该函数有两个参数，一个是套接字，另一个是文件名字符串。

函数初始化 resource 为 FILE 类型的一个对象，类型 FILE 包含了所有用来控制流的必要的信息； numchars 初始为 1 ；缓冲区 buf[1024] 为 1024 字节长度；对 buf 的前两个字节进行了初始化，防止第一个字符就是 'n' 。

然后在 while 循环中读取请求头，知道读取的字节数为 0 ，因为 strcmp("n", buf) 不可能相等。

然后打开传入的文件名， fopen 如果执行成功会返回一个指针，否则返回 NULL 。如果为空，则执行 not_found 函数；否则执行 headers 函数和 cat 函数。最后关闭这个文件流。

在未阅读 headers 代码的情况下，依靠参数初步判断 headers 函数应该是将 headers 发送给已连接的 socket 。 cat 函数应该是将读取文件，然后将内容发送给已连接的 socket 。

最终关闭文件流。

2.9 headers 函数 ¶

接着上文进度， headers 函数代码如下：

void headers(int client, const char *filename) {
    char buf[1024];
    (void) filename; /* could use filename to determine file type */

    strcpy(buf, "HTTP/1.0 200 OK\r\n");
    send(client, buf, strlen(buf), 0);
    strcpy(buf, SERVER_STRING);
    send(client, buf, strlen(buf), 0);
    sprintf(buf, "Content-Type: text/html\r\n");
    send(client, buf, strlen(buf), 0);
    strcpy(buf, "\r\n");
    send(client, buf, strlen(buf), 0);
}

strcpy 函数的功能是将第二个参数的内容拷贝到第一个参数中，也就是将第二个字符串参数复制到 buf 缓冲区的起始位置，然后使用 send 发送 buf 中的数据。

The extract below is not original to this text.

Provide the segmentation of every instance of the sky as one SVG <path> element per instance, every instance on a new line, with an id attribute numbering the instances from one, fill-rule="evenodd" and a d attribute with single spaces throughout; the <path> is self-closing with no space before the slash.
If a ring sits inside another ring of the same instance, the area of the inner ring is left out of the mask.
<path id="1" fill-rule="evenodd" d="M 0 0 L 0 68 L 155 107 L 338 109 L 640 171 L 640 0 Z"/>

这个函数与之前的函数很相似，但是有所不同的是发送了服务器字符串 SERVER_STRING ，接着继续阅读。

2.10 cat 函数 ¶

void cat(int client, FILE *resource) {
    char buf[1024];

    fgets(buf, sizeof(buf), resource);
    while (!feof(resource)) {
        send(client, buf, strlen(buf), 0);
        fgets(buf, sizeof(buf), resource);
    }
}

cat 函数的功能与我之前的猜测相差不多，从文件流 resource 中读取相应大小的字符串。 fgets(char *s, int size, FILE *stream); 函数功能是从 stream 流中读取 size 个字符存储到字符指针变量 s 所指向的内存空间。它的返回值是一个指针，指向字符串中第一个字符的地址。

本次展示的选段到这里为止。